Workplace Norms for Men Help Keep Fertility Low in Japan

I have often mentioned the various elements of Japanese (and other East Asian, as well as Southern and Eastern European) cultures that help to keep fertility below replacement level. One of the key ingredients is gender inequality and a paper just out in Demographic Research highlights one aspect of this in Japan. Nobuko Nagase and Mary C. Brinton about "The gender division of labor and second births: Labor market institutions and fertility in Japan." The main point is that when both husband and wife work and have one child already, the likelihood of having a second child is lower if the husband/father is working long hours and cannot contribute to housework and child-care. Two children are a lot more work than just one, and if the wife is going to have to shoulder the entire burden, she is less likely to want to go for number two.
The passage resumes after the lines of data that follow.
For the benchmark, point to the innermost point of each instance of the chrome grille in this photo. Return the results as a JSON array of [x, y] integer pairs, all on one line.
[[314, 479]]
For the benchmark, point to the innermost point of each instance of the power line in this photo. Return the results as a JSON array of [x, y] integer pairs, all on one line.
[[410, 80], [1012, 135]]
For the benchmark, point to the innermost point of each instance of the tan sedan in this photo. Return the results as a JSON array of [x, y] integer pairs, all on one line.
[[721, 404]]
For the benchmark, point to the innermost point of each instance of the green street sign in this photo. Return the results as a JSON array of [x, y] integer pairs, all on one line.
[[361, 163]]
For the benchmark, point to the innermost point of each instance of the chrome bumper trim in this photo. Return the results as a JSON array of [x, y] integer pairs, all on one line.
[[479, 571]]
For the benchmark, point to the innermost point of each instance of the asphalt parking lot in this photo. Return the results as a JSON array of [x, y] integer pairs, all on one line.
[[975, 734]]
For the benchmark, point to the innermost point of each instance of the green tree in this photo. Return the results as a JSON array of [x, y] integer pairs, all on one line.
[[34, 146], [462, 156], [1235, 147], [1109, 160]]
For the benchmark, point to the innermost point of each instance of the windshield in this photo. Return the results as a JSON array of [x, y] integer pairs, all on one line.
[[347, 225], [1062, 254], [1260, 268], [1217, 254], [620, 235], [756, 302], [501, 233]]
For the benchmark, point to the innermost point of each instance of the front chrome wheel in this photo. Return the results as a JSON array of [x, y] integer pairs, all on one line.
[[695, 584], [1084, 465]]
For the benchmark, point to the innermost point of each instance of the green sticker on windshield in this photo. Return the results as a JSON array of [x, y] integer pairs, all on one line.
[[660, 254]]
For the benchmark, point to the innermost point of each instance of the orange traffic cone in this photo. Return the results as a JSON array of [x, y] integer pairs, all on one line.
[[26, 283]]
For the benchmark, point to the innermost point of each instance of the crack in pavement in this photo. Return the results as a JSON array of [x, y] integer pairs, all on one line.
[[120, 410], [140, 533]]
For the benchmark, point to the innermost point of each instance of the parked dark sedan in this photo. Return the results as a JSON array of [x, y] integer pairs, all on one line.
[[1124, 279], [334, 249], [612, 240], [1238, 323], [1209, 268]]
Numerous studies have documented the extremely low amount of time that Japanese men devote to housework and childcare (Feyrer, Sacerdote, and Stern 2008; Tsuya, Bumpass, and Choe 2000; Tsuya et al. 2013). According to the Japanese Cabinet Office’s 2014 White Paper on Children, Japanese fathers of preschool children spent an average of 1.07 hours per week on housework and childcare, compared to over two hours for fathers in France and the United Kingdom and over three hours in the United States, Germany, Sweden, and Norway.
To be sure, men are likely to work more hours than women in most societies, but in Japan this is reified in a way unlike in other countries:
This paper has focused on the Japanese employment system, a system of labor practices and work norms that continues to apply especially to male university graduates working in large firms. The system is based on an implicit contract between employer and employee in which the employer promises job security and future wage increases in exchange for employees’ high work commitment and willingness to work overtime and relocate when ordered to by the company. This package of employment practices is supported by Japanese Supreme Court rulings. The speed of promotion and the amount of future wage increases depend on the evaluations of managers, beginning in the early years of a man’s career and extending throughout his working life. A highly gendered division of labor at home is a rational response to this system, as it facilitates men’s ability to fully engage in the intra-company competition for promotion that characterizes the early career stage.
This is fine if women are stay-at-home moms, but many are not, and therein lies the clash between a society wanting men to work all the time and a society that would prefer women to transition to a second birth.